A mother has laid bare the difficulties of caring for a disabled child in a large family amid a cost-of-living crisis.

As prices and energy bills continue to rise, The Northern Echo has spent days on the frontline of Britain’s cost-of-living crisis and listened to those struggling to survive, and the people helping them, amid a time when ever-increasing numbers of people will not be able to afford to eat and heat their homes this winter.

The nurse, who did not give her name, says she cannot see how prices will improve any time soon and is cutting back on everyday costs wherever she can.

She is one of dozens of people who travelled to the Angel Trust in Bishop Auckland on Friday to take advantage of the charity’s new pantry and foodbank facility.

It collects surplus food from local supermarkets and businesses and sells it at a reduced cost for people struggling to pay the increasing prices at other stores.

The Northern Echo: The Angel Trust Community Pantry and foodbank. Picture: SARAH CALDECOTT The Angel Trust Community Pantry and foodbank. Picture: SARAH CALDECOTT

The everyday reality of the cost-of-living crisis means families are still coming up short despite working full time partly down to inflated bills. And although she relies on government tax credits for a top-up to her salary, payment restrictions mean she’s missing out on hundreds of pounds.

“Just this week I was able to claim tax credits because I’m only on minimum wage but I did extra shifts during Covid, so I was £46 over the threshold and my credits have been cut by over £600 a month,” she said.

“That’s a massive loss to such a big family, and I can’t sustain that, so we need to make saving wherever we can.

“Everything is rising: food, fuel, gas and electric, and wages haven’t gone up to meet rising household expenses.”

The mother said working in NHS is a rewarding job but also high pressure.

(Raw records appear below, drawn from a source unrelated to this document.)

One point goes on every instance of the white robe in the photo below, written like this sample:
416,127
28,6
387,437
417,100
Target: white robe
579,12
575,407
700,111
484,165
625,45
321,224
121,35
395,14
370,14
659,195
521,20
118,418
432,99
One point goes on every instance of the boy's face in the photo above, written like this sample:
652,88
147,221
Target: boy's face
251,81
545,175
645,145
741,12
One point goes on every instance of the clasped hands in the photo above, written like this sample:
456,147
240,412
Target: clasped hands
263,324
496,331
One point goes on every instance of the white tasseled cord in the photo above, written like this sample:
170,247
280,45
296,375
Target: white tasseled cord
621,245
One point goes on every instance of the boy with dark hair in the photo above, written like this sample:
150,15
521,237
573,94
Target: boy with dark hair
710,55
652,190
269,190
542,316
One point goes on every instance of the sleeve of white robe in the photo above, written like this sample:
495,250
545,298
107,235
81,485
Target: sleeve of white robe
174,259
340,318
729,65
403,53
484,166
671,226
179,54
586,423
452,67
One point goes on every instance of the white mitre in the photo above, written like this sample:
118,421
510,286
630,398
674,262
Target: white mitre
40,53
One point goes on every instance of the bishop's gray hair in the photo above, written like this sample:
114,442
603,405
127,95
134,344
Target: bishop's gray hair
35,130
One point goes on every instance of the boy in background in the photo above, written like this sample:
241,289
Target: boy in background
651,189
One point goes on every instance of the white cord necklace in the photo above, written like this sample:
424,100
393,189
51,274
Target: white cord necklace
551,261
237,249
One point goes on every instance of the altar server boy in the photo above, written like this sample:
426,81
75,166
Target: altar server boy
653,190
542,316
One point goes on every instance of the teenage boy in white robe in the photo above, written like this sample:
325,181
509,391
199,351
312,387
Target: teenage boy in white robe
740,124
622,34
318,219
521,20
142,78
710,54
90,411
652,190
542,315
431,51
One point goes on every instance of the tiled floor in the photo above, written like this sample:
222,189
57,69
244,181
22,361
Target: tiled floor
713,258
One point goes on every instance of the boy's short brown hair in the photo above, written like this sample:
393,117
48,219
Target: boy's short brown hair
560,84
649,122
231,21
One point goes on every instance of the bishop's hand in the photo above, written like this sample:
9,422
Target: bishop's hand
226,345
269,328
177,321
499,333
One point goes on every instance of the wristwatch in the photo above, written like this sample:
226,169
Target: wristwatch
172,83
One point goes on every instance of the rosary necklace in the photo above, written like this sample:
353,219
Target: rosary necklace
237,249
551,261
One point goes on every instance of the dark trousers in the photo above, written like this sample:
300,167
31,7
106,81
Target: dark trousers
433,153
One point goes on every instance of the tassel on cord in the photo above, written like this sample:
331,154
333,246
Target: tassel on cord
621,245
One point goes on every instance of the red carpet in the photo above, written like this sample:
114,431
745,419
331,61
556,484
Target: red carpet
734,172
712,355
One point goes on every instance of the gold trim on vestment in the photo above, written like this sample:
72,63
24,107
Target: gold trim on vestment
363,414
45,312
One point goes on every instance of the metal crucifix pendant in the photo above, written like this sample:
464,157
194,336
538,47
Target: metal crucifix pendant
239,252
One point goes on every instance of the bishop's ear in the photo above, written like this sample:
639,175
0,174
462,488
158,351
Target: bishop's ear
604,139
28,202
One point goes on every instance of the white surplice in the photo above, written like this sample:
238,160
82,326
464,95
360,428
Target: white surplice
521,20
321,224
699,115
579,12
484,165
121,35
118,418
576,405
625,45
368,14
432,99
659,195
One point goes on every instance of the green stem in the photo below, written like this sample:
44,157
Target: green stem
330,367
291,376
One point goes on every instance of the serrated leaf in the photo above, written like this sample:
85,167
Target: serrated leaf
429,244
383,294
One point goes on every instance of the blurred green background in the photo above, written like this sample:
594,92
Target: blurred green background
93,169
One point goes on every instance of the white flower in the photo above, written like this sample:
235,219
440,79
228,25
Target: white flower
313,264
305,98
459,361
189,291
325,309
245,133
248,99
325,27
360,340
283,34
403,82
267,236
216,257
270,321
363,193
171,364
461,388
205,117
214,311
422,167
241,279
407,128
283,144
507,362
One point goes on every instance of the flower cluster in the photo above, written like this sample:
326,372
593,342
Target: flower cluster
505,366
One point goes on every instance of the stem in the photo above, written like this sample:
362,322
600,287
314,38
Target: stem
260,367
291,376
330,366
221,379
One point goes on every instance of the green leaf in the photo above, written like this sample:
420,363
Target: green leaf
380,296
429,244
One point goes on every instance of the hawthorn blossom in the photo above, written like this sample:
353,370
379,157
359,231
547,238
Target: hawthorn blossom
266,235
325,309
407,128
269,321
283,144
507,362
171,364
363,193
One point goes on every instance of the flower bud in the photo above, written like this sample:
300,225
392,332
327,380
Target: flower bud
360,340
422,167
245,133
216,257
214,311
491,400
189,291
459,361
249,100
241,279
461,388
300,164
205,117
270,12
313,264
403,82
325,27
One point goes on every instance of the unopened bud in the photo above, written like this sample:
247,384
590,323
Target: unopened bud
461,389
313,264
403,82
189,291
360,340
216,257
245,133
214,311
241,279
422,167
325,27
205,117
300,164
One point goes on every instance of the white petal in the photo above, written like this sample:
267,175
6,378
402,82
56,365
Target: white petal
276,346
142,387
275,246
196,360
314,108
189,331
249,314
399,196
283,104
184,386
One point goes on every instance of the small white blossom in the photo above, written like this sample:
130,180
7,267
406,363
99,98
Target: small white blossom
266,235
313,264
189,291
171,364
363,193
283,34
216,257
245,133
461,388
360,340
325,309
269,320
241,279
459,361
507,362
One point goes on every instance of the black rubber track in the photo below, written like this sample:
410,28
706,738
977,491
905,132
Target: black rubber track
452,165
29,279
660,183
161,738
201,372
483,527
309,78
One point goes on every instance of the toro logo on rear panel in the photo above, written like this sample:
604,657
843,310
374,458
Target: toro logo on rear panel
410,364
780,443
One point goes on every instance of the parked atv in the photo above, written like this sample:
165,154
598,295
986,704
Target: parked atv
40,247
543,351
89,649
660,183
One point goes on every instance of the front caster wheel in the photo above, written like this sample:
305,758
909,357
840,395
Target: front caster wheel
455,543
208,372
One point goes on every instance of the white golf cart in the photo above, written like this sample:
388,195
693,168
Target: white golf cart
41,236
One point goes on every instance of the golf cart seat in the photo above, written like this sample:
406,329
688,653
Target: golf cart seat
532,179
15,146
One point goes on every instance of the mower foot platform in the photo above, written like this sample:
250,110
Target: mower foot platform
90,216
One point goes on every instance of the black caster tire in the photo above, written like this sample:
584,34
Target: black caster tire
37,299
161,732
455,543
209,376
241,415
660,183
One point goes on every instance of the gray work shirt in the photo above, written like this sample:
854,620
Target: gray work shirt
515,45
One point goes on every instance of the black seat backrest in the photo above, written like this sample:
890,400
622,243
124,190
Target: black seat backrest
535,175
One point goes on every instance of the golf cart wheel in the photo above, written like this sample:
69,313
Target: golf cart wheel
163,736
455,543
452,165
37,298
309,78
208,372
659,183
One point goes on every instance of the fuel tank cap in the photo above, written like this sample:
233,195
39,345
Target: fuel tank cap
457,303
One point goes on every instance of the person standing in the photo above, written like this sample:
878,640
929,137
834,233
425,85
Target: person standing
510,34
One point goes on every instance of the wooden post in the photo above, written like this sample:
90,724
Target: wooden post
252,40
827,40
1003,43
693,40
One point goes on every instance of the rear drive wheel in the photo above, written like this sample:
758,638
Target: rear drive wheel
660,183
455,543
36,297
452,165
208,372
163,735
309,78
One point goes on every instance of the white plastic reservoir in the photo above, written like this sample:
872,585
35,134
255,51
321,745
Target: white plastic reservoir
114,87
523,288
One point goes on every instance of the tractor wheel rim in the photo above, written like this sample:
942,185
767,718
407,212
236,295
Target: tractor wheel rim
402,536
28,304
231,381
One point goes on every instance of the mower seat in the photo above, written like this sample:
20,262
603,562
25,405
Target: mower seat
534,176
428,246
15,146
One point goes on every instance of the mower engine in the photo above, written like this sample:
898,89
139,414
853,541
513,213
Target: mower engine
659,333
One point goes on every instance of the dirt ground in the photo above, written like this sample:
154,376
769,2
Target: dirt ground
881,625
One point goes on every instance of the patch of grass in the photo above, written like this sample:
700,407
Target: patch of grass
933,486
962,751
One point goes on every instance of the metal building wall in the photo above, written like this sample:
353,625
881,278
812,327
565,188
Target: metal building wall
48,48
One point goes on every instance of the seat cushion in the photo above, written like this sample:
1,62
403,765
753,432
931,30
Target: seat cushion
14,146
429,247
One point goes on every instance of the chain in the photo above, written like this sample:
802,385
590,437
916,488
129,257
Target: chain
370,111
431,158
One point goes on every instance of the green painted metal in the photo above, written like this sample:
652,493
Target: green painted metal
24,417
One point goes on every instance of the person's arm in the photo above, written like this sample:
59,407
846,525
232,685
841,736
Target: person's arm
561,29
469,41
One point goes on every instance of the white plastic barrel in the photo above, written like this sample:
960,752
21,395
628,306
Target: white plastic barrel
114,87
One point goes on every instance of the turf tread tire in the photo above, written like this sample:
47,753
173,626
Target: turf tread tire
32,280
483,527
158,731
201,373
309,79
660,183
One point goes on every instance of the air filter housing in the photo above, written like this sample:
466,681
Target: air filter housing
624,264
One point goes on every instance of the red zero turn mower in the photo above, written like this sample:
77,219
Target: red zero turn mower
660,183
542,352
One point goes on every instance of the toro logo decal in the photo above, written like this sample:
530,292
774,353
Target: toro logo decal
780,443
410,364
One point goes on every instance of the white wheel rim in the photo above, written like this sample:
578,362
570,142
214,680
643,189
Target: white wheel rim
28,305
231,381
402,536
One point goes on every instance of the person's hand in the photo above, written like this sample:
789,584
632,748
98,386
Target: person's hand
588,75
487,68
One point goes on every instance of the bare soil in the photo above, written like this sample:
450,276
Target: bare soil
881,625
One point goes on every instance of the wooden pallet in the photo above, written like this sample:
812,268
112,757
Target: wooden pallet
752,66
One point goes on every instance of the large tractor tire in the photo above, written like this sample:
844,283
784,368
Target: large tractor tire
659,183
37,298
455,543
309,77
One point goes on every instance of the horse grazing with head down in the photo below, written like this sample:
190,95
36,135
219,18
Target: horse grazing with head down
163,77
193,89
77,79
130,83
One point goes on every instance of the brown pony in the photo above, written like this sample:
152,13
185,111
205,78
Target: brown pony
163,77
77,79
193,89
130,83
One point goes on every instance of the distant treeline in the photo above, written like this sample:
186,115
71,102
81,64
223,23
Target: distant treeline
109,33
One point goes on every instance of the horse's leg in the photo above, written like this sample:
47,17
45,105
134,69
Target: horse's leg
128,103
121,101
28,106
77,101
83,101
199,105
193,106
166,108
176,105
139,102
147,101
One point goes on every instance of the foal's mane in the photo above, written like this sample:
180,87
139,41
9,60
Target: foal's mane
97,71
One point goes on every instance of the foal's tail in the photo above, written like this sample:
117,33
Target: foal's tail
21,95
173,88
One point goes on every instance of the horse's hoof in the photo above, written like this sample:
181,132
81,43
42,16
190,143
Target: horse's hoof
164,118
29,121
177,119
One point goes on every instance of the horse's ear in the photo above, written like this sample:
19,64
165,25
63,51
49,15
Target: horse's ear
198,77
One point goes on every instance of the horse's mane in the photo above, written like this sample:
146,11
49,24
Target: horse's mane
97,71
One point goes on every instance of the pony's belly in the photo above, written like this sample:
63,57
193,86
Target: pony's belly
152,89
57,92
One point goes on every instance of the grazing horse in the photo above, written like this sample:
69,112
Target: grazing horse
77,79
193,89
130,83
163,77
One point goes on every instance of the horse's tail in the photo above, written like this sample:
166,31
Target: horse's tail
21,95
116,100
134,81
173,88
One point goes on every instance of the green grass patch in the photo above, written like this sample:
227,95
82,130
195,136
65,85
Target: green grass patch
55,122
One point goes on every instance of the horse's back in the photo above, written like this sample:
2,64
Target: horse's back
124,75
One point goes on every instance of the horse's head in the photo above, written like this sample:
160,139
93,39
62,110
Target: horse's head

She added: “It’s not sustainable when you do three 12-hour shifts. You can end up working 50–60 hour weeks but then you have to come home and care for your children.”

The Northern Echo:

The help the Angel Trust and similar charities provide is invaluable to her family – and the launch of the new pantry is hailed as a lifeline.

She explained: “I’ve come here today, spent £20 and I’ve got enough for full meals, breakfast, snacks and treats.

Paying for a family-of-five is costly enough for most families but the extra costs for one of her daughter’s disability requirements further add to their financial worries. Recent electricity bills have totalled £50 a week due to the need to power her daughter’s electrical bed and special equipment.

And despite the issues thousands around the region are going through she isn’t convinced any immediate help from the government is due.

“I don’t see how anything will change but hopefully there will be some help at some point. We’ve come here today to make savings where we can to have a bit more money in our pocket.”